Paquito y el coco (por Marisol Gamo)


Duérmete, niño
duérmete ya
que viene el coco
y te llevará.


A Paquito se le cerraban los ojitos de puro sueño. Pero no quería dormir, no sea que viniese el Coco y se le llevase a algún sitio frío y oscuro. Al tenue resplandor que se filtraba por entre las cortinas, divisaba los muebles conocidos de su habitación: los pies de su cama, la colcha de alegres dibujos, la mesilla con la lámpara del osito, el póster con la Dama y el Vagabundo comiendo espaguetis.
Cerró un momento los ojos, y cuando los volvió a abrir, vio a alguien de pie en medio de la alfombra que le miraba en silencio. Sin embargo, no tuvo miedo.
-¿Quién eres?- preguntó muy bajito, para no despertar a sus padres que dormían en la habitación de al lado.
-Soy el Coco- le contestó una vocecita tan aguda como la suya.
-¡Anda ya, -dijo Paquito- el Coco no existe, que me lo ha dicho a mí, mi mamá..
-Bueno, como tú quieras –respondió el Coco- Si te pones así me iré y no volveré más.
Paquito se sentó en la cama y miró con atención al ser que tenía delante. Algo raro pasaba, pues a pesar de estar oscuro, veía perfectamente. El Coco no parecía un coco. Paquito siempre se había imaginado un ser horroroso, con greñas grises y dientes largos, vestido con ropas oscuras y con una voz grave y cavernosa. Sin embargo, delante de él tenía un niño de su edad. Es verdad que tenía los ojos muy redondos, y la nariz muy chata, pero mamá siempre decía que cada persona es diferente y que no hay que reírse de los que son distintos.
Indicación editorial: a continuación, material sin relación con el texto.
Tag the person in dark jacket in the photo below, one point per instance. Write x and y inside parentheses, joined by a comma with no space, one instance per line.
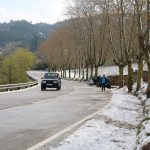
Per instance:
(103,82)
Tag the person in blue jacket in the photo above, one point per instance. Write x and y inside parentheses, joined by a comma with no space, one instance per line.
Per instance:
(103,82)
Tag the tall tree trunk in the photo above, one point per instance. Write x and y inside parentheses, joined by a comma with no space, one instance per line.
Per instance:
(87,72)
(79,71)
(63,71)
(96,70)
(69,70)
(91,75)
(121,77)
(75,71)
(130,73)
(83,73)
(139,73)
(148,84)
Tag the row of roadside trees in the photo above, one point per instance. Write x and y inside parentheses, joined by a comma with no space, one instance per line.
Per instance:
(99,30)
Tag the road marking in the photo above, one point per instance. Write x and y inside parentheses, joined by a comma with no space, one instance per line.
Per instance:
(46,141)
(21,90)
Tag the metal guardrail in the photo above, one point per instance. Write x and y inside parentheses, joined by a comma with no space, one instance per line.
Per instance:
(11,87)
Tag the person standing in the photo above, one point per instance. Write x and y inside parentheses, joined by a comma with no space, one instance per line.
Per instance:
(103,82)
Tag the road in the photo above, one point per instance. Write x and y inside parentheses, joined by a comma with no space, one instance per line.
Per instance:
(27,117)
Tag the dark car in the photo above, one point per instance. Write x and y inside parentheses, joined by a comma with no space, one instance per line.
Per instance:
(108,84)
(51,80)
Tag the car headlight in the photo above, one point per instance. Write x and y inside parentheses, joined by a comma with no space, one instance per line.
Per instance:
(43,81)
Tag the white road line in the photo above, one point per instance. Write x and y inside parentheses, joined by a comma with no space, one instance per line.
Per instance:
(21,90)
(46,141)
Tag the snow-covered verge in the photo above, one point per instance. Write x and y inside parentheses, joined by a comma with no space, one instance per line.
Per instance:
(143,138)
(115,128)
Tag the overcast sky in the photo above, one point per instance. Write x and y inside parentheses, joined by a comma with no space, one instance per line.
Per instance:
(47,11)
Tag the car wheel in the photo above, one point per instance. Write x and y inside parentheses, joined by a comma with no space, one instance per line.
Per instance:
(43,88)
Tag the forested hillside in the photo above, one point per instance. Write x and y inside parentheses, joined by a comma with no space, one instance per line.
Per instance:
(24,34)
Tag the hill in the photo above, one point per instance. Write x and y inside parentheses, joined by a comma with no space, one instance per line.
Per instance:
(24,34)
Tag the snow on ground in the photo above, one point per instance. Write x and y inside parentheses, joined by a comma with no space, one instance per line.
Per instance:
(113,129)
(108,71)
(143,138)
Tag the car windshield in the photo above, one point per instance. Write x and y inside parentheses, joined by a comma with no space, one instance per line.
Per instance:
(51,76)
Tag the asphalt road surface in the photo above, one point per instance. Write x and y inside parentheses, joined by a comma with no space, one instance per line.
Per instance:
(27,117)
La ropa del coco también era un poco rara. Llevaba unos pantalones anchos de un color azul brillante y una especie de chaqueta amarilla como un limón, y lo peor de todo, un gorrito ridículo de color verde, que recordaba al de Peter Pan. Su madre nunca le hubiese permitido llevar una ropa tan llamativa. Siempre decía que eran mejores los colores discretos, que así no se cansaba uno de ellos.
-Eres muy pequeño para ser un coco- dijo por fin Paquito-¿Cuántos años tienes? Yo tengo seis y ya sé leer.
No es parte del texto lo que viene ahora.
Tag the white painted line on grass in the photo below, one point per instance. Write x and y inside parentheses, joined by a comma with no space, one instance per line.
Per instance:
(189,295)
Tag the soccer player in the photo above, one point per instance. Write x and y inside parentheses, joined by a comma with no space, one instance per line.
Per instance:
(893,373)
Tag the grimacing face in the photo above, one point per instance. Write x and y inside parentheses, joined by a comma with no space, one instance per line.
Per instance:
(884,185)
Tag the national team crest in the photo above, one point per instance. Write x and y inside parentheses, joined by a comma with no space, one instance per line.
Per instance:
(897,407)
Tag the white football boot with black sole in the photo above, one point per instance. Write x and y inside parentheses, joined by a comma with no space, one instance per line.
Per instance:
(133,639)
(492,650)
-Huy, yo no sé cuantos años tengo. Nosotros, los cocos, no cumplimos años, sino lunas. Yo tengo 85. Pasado mañana será mi cumplelunas y cumpliré ochenta y seis.
-No existen los cumplelunas –dijo Paquito-, te lo estás inventando todo.
-Muy bien, yo no soy un coco, porque te ha dicho tu mamá que los cocos no existen, ni tengo ochenta y cinco lunas, ni estoy aquí. Pues a mí mi mamá también me ha dicho que los hombres no existen, y sin embargo me parece que eres de verdad.
-¡Pues claro que soy de verdad! Pero, oye, ¿tú también tienes mamá?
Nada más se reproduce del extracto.